What should lessors do if faced with an insolvent tenant? Most leases allow the lessor to terminate on the tenant's insolvency, and often before then (for example, when a winding up application is filed). Before deciding whether to terminate however, lessors should consider legal matters including the lessor's contractual position, obligations and restrictions imposed by statute and commercial considerations:
Before exercising a contractual right to terminate, lessors should consider the following legal and commercial issues:
- Notices to be served before valid termination:
- Under the lease: does the lease require a default notice to be served before terminating? Most leases will allow automatic termination for insolvency without prior service of a breach notice (giving the tenant opportunity to remedy the breach). However, lessors should check the technical requirements of the lease, and the form of any required notice.
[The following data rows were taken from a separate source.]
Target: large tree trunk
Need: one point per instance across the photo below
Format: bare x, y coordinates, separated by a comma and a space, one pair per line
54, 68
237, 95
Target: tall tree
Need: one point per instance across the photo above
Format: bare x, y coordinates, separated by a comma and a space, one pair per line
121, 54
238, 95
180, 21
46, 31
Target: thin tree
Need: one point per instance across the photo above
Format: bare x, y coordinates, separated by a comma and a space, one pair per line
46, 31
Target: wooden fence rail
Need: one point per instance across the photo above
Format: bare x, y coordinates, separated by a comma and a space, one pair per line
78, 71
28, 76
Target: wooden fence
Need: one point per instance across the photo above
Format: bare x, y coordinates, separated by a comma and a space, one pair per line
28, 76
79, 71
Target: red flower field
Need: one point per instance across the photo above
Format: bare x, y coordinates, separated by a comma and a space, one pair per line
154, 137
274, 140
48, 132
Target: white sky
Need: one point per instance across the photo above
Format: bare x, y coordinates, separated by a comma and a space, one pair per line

- Under statute: Section 129 Conveyancing Act (1929) applies when a lessor seeks to exercise a right of re-entry or forfeiture arising from a breach of covenant of the lease (subject to certain limited exceptions). The section requires the lessor to serve a notice, before terminating, allowing the tenant reasonable time to remedy the breach. There is conflicting authority in NSW as to whether section 129 applies to a lessor seeking to terminate for insolvency: compare Melacare International v Daley Investments  NSWSC 496 with Della Imports v Birkenhead Investments, 21 July 1987, Supreme Court of New South Wales, Unreported). It is clear, however, that section 129 does not affect a lessor's rights to re-enter or terminate for non payment of rent: section 129(8). Therefore if an insolvent company owes outstanding rent, the lessor may be safer to terminate for non payment of rent, and avoid serving a section 129 notice.
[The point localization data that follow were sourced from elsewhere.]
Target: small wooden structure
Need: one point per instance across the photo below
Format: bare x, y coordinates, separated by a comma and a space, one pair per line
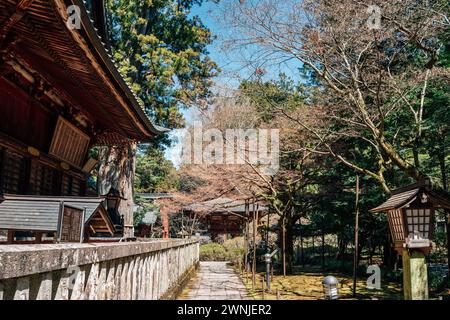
160, 199
68, 219
225, 216
411, 215
60, 94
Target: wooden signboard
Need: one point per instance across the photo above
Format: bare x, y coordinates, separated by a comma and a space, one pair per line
71, 225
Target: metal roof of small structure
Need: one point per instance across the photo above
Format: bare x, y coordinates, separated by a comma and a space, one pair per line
40, 213
225, 205
404, 196
154, 196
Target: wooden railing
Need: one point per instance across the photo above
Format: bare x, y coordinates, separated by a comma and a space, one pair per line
114, 271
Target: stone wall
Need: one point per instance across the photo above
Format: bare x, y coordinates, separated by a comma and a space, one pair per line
114, 271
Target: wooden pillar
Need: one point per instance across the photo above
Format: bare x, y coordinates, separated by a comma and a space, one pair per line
165, 220
10, 239
415, 276
38, 237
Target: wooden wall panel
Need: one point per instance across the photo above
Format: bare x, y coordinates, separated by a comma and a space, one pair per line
69, 143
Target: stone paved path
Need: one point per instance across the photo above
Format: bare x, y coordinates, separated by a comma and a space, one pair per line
215, 281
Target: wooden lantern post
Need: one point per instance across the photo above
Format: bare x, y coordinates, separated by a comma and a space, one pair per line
411, 222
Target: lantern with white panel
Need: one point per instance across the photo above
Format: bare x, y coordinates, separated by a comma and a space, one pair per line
411, 217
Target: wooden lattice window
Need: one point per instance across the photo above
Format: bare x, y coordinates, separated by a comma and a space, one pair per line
76, 187
35, 178
69, 143
71, 225
419, 221
396, 225
12, 172
66, 185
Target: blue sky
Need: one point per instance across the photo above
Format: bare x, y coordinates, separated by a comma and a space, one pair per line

- Can the lessor take possession of the premises? This
will depend firstly on whether the lessor can validly terminate.
Further, if the company is under voluntary administration, section
440C prevents lessors from taking possession of leased premises
during the administration without the administrator's written
consent, or leave of the Court. Lessors should also not preclude
the possibility of an application for relief against forfeiture
being made by an insolvent tenant (if the company is continuing
trade whilst under appointment for the purposes of a sale of
business, for example).
Landlords should note that if a deed of company arrangement is executed, the restriction on taking possession ceases unless the landlord voted for the deed at the creditors' meeting, and there is a specific provision in the deed prohibiting the landlord from enforcing.
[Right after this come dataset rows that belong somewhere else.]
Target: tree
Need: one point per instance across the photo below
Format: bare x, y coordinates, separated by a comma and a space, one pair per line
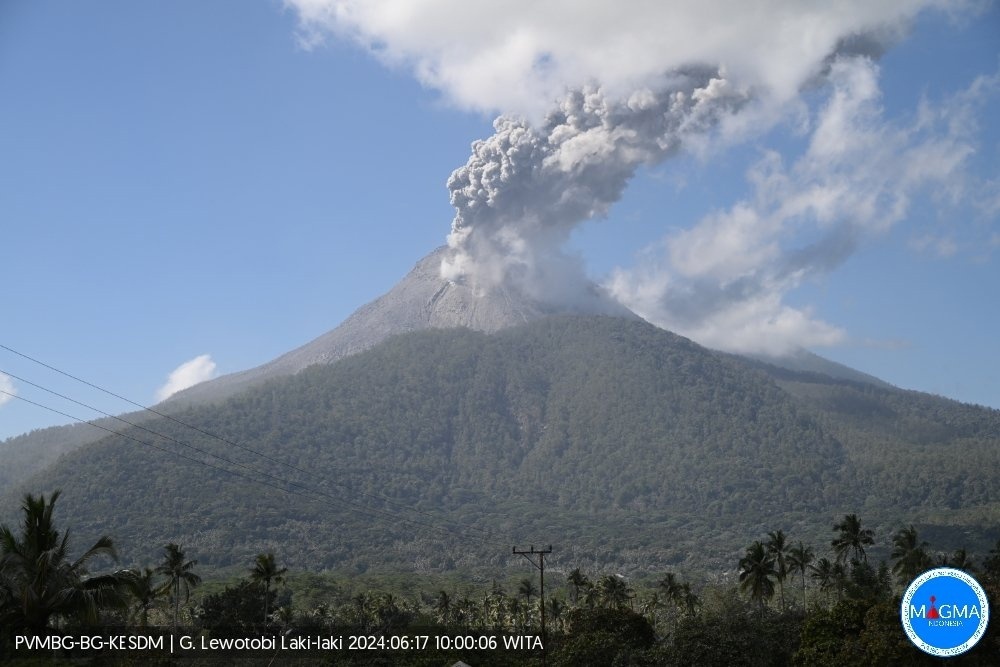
777, 546
852, 539
615, 593
960, 560
442, 608
578, 580
757, 573
179, 576
264, 571
144, 592
38, 582
670, 586
909, 555
799, 558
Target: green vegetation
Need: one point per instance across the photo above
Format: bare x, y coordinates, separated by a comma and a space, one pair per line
592, 620
629, 448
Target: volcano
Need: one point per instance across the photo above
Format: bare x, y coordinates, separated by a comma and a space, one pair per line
421, 300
- What other rights will a lessor have? If the tenant is under administration or in receivership, and the administrator/receiver continues occupation, he or she is liable for rent and other monetary obligations after an initial 7 day grace period: sections 419A and 443B Corporations Act. If the tenant is wound up or becomes subject to a deed of company arrangement, lessors can lodge a proof of debt for outstanding rent and monetary obligations owing until the end of the lease, subject to the obligation to mitigate.
- Commercial Considerations. These include:
- the course the liquidator/administrator/receiver proposes to take: if he/she intends to continue trading for a period, the lessor should consider if the appointee is personally liable for the rent. The lessor may also be able to negotiate a new lease entered into direct with the appointee.
- Proposed assignments: if the appointee is investigating a sale of the assets as a going concern, this usually requires an assignment of the present lease, or entry into a new lease. The lessor should what rights it has to refuse assignment of the lease (particularly for retail leases, where the rights to refuse assignment are limited).
- Whether the lease is at market value, and the demand for the premises: if the premises is being let at market value, and the insolvency appointee is investigating an assignment of the lease, it may suit the lessor to agree to assign the lease to the third party purchaser. If the lease is at an under value, however, and the lessor has other potential tenants prepared to pay a higher value, it may suit the lessor to terminate and take possession. Before doing this, however, the lessor should consider the legal position carefully, including the matters raised above.
The content of this article is intended to provide a general guide to the subject matter. Specialist advice should be sought about your specific circumstances.